Description of problem: Reprovision v4.4 RHVH fails with error "Error reading SSH protocol banner[Errno 104] Connection reset by peer" Version-Release number of selected component (if applicable): rhvh-4.4.0.14-0.2020022 How reproducible: Install the rhvh v4.4 image on a host Steps to Reproduce: 1. From Jenkins go to 'infra_reprovision_job' 2. Enter the host FQDN 3. choose rhvh-4.4 and run the job Actual results: Reprovision fails with error: "Error reading SSH protocol banner[Errno 104] Connection reset by peer" Expected results: RHVH should be successfully installed on host Additional info: 1. It takes 25-sec delay to login to host 2. The problem does not reproduce with rhel8.2
Targeting to 4.3.9 since we have similar report upstream on 4.3.8.
Moving to 4.4.0 since QE couldn't reproduce on 4.3.9.
Closing as not a bug for RHV-H. It's a known issue when using python-paramiko and spawning too many connections, see more details here: https://github.com/paramiko/paramiko/issues/1181 Jenkins job connecting to the newly deployed RHV-H instance need to be fixed instead.
Investigated in a reproduced baremetal environment provided by Roni: you could have noticed this message once it logs you in: ""System is booting up.
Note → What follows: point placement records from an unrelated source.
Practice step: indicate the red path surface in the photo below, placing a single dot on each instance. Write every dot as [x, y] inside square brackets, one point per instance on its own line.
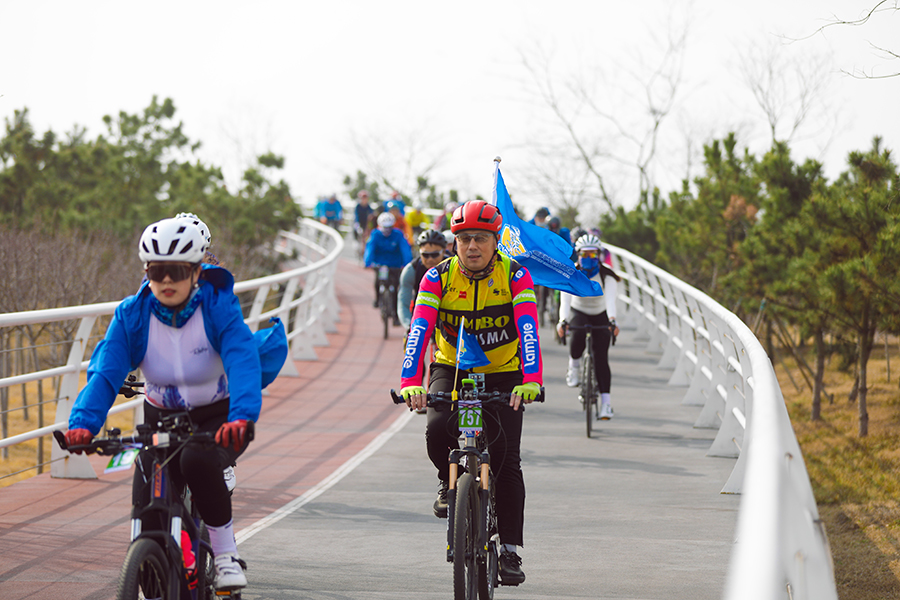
[67, 538]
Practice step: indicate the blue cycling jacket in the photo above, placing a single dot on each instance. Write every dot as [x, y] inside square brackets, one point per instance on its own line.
[125, 344]
[390, 250]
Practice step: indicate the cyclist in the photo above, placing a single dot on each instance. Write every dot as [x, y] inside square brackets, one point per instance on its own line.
[495, 295]
[398, 209]
[362, 214]
[431, 253]
[591, 310]
[450, 240]
[417, 219]
[388, 247]
[329, 211]
[605, 256]
[555, 225]
[185, 330]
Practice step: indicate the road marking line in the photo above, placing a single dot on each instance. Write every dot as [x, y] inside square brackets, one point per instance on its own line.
[317, 490]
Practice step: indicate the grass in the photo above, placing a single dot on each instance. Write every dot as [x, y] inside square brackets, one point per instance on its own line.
[22, 458]
[856, 481]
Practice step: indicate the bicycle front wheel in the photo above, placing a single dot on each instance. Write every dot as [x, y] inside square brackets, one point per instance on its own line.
[386, 310]
[465, 535]
[206, 568]
[587, 388]
[145, 573]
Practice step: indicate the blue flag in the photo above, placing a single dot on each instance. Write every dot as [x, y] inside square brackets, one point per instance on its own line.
[545, 254]
[468, 351]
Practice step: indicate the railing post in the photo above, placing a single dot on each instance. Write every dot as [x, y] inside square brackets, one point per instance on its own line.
[72, 466]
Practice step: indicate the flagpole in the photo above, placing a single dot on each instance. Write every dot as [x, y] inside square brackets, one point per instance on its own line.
[496, 170]
[462, 325]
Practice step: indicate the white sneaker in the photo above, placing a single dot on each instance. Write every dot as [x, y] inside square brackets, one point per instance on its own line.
[229, 572]
[605, 412]
[230, 480]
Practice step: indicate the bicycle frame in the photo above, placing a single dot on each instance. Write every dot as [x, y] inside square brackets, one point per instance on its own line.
[171, 503]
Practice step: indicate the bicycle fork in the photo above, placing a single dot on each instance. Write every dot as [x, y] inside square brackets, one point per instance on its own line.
[482, 459]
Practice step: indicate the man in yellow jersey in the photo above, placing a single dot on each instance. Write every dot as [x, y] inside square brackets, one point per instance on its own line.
[495, 294]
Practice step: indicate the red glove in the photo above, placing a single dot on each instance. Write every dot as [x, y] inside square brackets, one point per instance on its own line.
[235, 431]
[78, 437]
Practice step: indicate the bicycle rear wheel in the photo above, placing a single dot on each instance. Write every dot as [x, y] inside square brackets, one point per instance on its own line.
[587, 388]
[206, 568]
[386, 309]
[145, 573]
[488, 569]
[465, 534]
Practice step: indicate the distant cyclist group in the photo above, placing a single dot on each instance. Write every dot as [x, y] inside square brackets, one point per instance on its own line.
[451, 288]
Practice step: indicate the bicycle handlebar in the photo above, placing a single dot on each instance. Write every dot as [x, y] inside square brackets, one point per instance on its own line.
[114, 444]
[588, 327]
[447, 397]
[176, 428]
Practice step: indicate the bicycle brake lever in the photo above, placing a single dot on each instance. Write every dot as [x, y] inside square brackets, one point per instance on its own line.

Unprivileged users are not permitted to log in yet. Please come back later. For technical details, see pam_nologin(8).”” and a stuck rdma module 1206 ? D 0:00 | \_ /sbin/modprobe -q -- rdma-client-rdma_cm and a bunch of [ 1353.113715] INFO: task modprobe:1206 blocked for more than 120 seconds. [ 1353.129705] Not tainted 4.18.0-189.el8.x86_64 #1 [ 1353.140503] "echo 0 > /proc/sys/kernel/hung_task_timeout_secs" disables this message. [ 1353.169899] modprobe D 0 1206 491 0x80004080 [ 1353.169902] Call Trace: [ 1353.169913] ? __schedule+0x24f/0x650 … in system logs. And also: [root@lynx10 ~]# systemctl status ● lynx10.domain.com State: starting your system is not fully booted up and refusing logins. I took the liberty and killed the stuck rdma module and it continued to boot normally, once it finished I can log in without any delay Is that the issue you’re observing in that jenkins env?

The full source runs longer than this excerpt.